42. Bölüm - Birçok Açıklama

10.6K 397 2.1K
                                    

42. Bölüm – Birçok Açıklama

Sirius pencereye baktığında başka bir baykuşun daha sert bir şekilde cama vurduğunu gördü. Tonks hemen pencereyi açıp baykuşun içeri zıplamasına ve bacağını uzatmasına izin verdi. Rulo yapılmış kağıt, baykuştan alınır alınmaz kuş yeniden uçuşa geçerek hala açık olan pencereden dışarı süzüldü.

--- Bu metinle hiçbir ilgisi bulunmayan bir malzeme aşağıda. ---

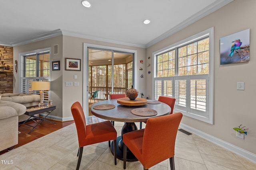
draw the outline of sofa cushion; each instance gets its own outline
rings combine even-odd
[[[1,100],[24,104],[40,101],[40,96],[31,93],[6,93],[2,94]]]
[[[13,107],[0,106],[0,120],[13,116],[18,116],[18,113]]]
[[[2,108],[2,107],[3,107]],[[9,107],[12,107],[12,109],[10,108]],[[5,110],[5,109],[6,110]],[[1,113],[5,115],[6,114],[9,114],[11,115],[10,117],[15,115],[19,116],[20,115],[24,114],[27,109],[27,108],[24,105],[18,103],[14,103],[12,102],[0,100],[0,110],[1,110]],[[14,113],[13,113],[13,111]],[[13,114],[16,114],[16,115],[14,115]],[[3,116],[4,117],[4,115]]]

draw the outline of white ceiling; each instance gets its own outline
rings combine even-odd
[[[147,47],[233,0],[1,0],[0,45],[62,34]]]

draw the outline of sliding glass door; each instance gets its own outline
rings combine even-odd
[[[94,103],[90,99],[98,91],[96,100],[109,99],[110,94],[125,93],[133,84],[134,54],[114,50],[88,47],[88,101],[89,116]]]

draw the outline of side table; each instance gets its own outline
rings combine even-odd
[[[46,119],[45,118],[48,116],[48,115],[50,114],[50,113],[52,112],[56,108],[56,106],[43,106],[42,107],[38,107],[38,106],[32,106],[27,107],[27,110],[24,114],[26,115],[28,115],[28,116],[30,116],[30,117],[26,121],[23,122],[22,124],[20,125],[19,127],[21,126],[22,125],[26,125],[27,126],[30,126],[30,127],[33,127],[33,129],[30,131],[30,132],[28,133],[28,134],[30,134],[33,130],[38,127],[38,125],[39,125],[41,123],[44,121],[48,121],[49,122],[52,123],[54,123],[54,125],[56,124],[56,123],[53,122],[52,121],[50,121],[49,120]],[[39,117],[37,116],[35,116],[35,115],[38,113],[41,113],[44,112],[47,112],[48,113],[45,117],[43,118]],[[25,124],[28,121],[29,119],[33,117],[34,118],[37,119],[38,119],[40,120],[40,121],[38,122],[37,124],[35,126],[33,126],[30,125],[28,125]]]

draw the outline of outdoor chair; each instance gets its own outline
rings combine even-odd
[[[179,112],[149,118],[145,129],[124,134],[124,169],[126,168],[128,147],[144,170],[168,158],[170,160],[171,170],[175,170],[175,140],[182,117],[182,113]]]
[[[97,98],[97,99],[98,100],[98,102],[99,102],[99,99],[98,98],[98,93],[99,92],[99,91],[100,91],[99,90],[93,92],[92,93],[91,93],[91,94],[92,94],[92,95],[90,96],[90,102],[91,102],[91,100],[92,100],[92,99],[94,99],[94,103],[95,103],[95,99]]]

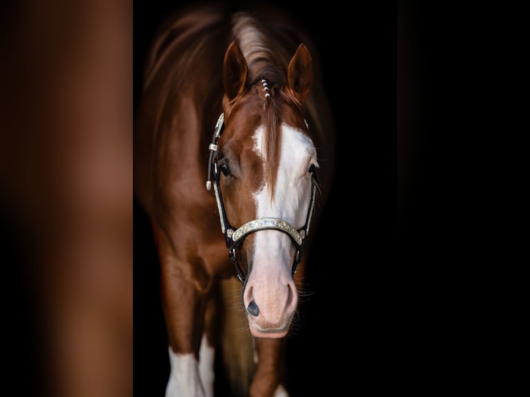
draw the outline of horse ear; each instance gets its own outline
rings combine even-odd
[[[313,85],[313,59],[304,44],[298,46],[287,69],[287,88],[304,102]]]
[[[223,64],[223,84],[229,100],[243,93],[248,66],[239,47],[232,41],[226,50]]]

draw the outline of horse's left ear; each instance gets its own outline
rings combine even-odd
[[[302,103],[313,85],[313,59],[304,44],[298,46],[287,69],[287,88]]]

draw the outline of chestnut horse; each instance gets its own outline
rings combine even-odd
[[[216,352],[242,395],[288,395],[285,337],[334,164],[302,32],[270,9],[190,8],[150,49],[134,185],[161,266],[167,396],[213,396]]]

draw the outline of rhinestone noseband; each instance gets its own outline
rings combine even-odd
[[[206,181],[206,189],[208,190],[212,190],[211,177],[212,167],[213,166],[214,192],[215,193],[215,198],[217,201],[217,210],[219,214],[219,220],[221,221],[221,230],[225,235],[226,247],[228,248],[228,256],[230,261],[235,266],[236,270],[237,271],[237,278],[239,279],[239,281],[241,283],[245,282],[245,274],[239,264],[237,263],[236,250],[241,247],[245,237],[248,234],[260,230],[266,230],[282,232],[291,237],[293,244],[296,248],[296,255],[295,255],[292,268],[293,275],[294,275],[296,272],[297,266],[302,259],[302,252],[304,249],[304,243],[305,242],[305,238],[309,232],[309,224],[311,223],[311,216],[314,209],[315,194],[316,191],[315,187],[316,183],[314,181],[314,178],[316,178],[315,172],[313,171],[311,172],[311,178],[313,180],[311,181],[311,201],[309,203],[309,209],[307,211],[306,223],[303,228],[297,229],[289,222],[277,218],[260,218],[247,222],[240,228],[235,229],[228,223],[228,221],[226,218],[226,212],[223,203],[223,196],[221,194],[219,182],[220,173],[217,169],[217,151],[219,150],[217,142],[219,141],[223,129],[224,114],[221,113],[221,116],[219,116],[217,122],[215,124],[215,130],[214,131],[213,138],[212,138],[212,143],[208,146],[208,149],[210,149],[210,159],[208,160],[208,179]]]

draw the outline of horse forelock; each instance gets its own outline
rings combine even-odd
[[[232,29],[234,40],[248,66],[248,85],[257,86],[264,100],[265,176],[271,187],[272,199],[282,149],[282,112],[285,111],[283,106],[285,100],[282,98],[280,91],[286,82],[285,71],[289,59],[285,51],[278,52],[282,46],[274,41],[268,27],[252,15],[244,12],[235,14],[232,20]]]

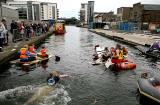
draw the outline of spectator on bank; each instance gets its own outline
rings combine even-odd
[[[2,52],[3,39],[4,39],[3,27],[2,24],[0,23],[0,52]]]
[[[4,21],[4,26],[5,26],[5,29],[7,30],[7,32],[5,34],[4,44],[8,45],[8,26],[7,26],[6,20]]]
[[[5,19],[2,19],[2,28],[3,28],[3,37],[4,37],[4,39],[3,39],[3,44],[6,44],[6,38],[7,38],[7,32],[8,32],[8,30],[6,29],[6,20]]]
[[[13,34],[12,42],[16,42],[16,40],[17,40],[17,31],[18,31],[17,22],[12,20],[12,23],[11,23],[11,33]]]

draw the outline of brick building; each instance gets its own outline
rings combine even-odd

"Bunda ne diyor?" Moody sordu, ona doğru topallayarak.

Tonks ruloyu açıp içinde yazanlara hızlıca göz gezdirdi.

"Kingsley depoya dair teyit almış. Üç saat önce bir ihbarla terk edilmiş deponun birine bir takım gönderilmiş. Ancak alevleri söndürmeyi becerebilmişler." dedi. "Şimdiye kadar, hayatta kalan yok gibi görünüyormuş."

"Doğruyu söylüyordu o zaman," Moody homurdandı Tonks'tan parşömeni alıp topallaya topallaya masaya geri dönerken. Mektubu masanın üzerine dağılmış, büyümekte olan yığının üzerine attı. "Ben sadece Ölüm Yiyenlerinin öldüğünü söyleyerek Voldemort'u korkutmaya çalıştığını düşünüyordum."

"Görünüşe bakılırsa, Harry her şey hakkında doğruyu söylüyordu." dedi Arthur, önlerinde oturan mektuplar ve notlara doğru işaret etti. "Baskınlar, yangın, ölen Ölüm Yiyenler, her şey."

Sirius burnunun kemerini sıkarak başını salladı. Başı ağrıyordu. O kadar kısa bir sürede o kadar çok şey olmuştu ki ve hiçbiri de ona anlamlı gelmiyordu.

"Kingsley'nin her beş dakikada bize bir not göndermesi iyi güzel de en azından James ve kalanına ne oluyor ondan da bahsetseydi!" Sirius söylendi.

"Dumbledore onlarla beraber, bir sorun çıkmaz." Remus güvence verdi. Ona da Yoldaşlığın kalanıyla beraber, James, Lily, Damien ve iki Harry geride kalırken Bakanlıktan ayrılması söylenmişti.

Ana koridordan duyulan bir ses Sirius'un aceleyle oturduğu yerden kalkıp kapıya doğru koşmasına neden oldu. Dar, loş ışıklı koridora vardığı an dört kişinin yorgunlukla içeri girdiğini gördü.

James hasta görünen bir Harry'e destek olarak içeri girdi. Lily ve Damien yorgunluktan bitkin görünerek onları takip etti. Dörtlü başlarını kaldırdığında Sirius, Tonks ve Remus'un onları beklediğini gördü.

"Merlin'e şükürler olsun!" Sirius coşkuyla konuştu, ailesi olarak gördüğü insanlara doğru koşarken. "Artık hadden aşırı endişelenmeye başlıyordum!"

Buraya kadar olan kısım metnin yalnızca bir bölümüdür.